Vay canına! Demek benim özel bir işim olsa... demek her taraftan kuşatmışlar beni. Demek her an izliyorlar beni. Her yaptığımı biliyorlar. Karşılarına alıyorlar: dün saat ikiden dörde kadar neredeydiniz? Ne hakla bana karışıyorsunuz? Bir işim vardı. Ne işiniz vardı? Canım ne biçim sorular bunlar? Canım sıkılıyordu, sinemaya gittim. Neden yalnız gittiniz? Gece karınızla birlikte gidebilirdiniz: her zamanki gibi. Hangi filmi gördünüz? Anlatın. Demek bu duruma geldin. Neden canınız sıkılıyor, evde mutlu değil misiniz?
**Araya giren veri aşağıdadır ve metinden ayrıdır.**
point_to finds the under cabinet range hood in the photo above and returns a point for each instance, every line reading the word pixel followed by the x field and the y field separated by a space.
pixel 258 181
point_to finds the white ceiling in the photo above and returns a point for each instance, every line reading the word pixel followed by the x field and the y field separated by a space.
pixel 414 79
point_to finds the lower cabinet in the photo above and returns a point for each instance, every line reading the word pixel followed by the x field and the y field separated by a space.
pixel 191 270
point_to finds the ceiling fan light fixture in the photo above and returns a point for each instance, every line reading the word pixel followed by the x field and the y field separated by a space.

Bununla ilgisi yok diyorum size. Evinde mutlu olmayan insanın belirli tepkileri olur. Bunlar sizde görülmüyor. Ayrıca, bu hastalığın da tedavi metotları vardır. Bir değişiklik gerekiyor. Karınızla birlikte bir yolculuğa çıkın. Bu yolculuk için de hafta sonları var, bayram tatilleri var: onları kullanın. Ben yolculuk filan istemiyorum. Ne olur bana, sadece zaman verin. Özür dileriz: işte bu imkânsız. Boş vakti olan insanların tehlikeli durumlara... Defteri hırsla karıştırdı: akşam eve giderken pasta ve kurabiye, Mehmetler gelecek. Defteri kapattı.
Sonra efendim, oralara bir kamplar kurulmuş: bir sürü öğretmen, memur üşüşmüş. Hele öğretmenler: ilkokul öğretmenleri, kadın öğretmenler. Bir lokantaya gidersiniz, yiyecek yemek bulamazsınız bunların yüzünden. Her tarafı istila ederler. Bir görmemişlik, bir bayağılık. Bir şortlar giyerler, bir bluzlar giyerler: gülmekten katılırsınız. Güneşte yanarlar: her tarafları yara olur. Sokakta, plajda bakamazsınız omuzlarına: çirkin bir manzara. Sahilleri çadırlarla doldurmuşlar: yüzlerce çadır, binlerce çadır, milyonlarca çadır.
Verdiğinin hiç olmazsa küçük bir parçası kadar birşeyler istiyordun. Sonunda kaçıyorlardı. Hayır, sen kaçıyordun. Hayır kaçmıyordun: insana ihtiyacın vardı. İnsanı arıyordun canım kardeşim. Bunda utanacak ne vardı?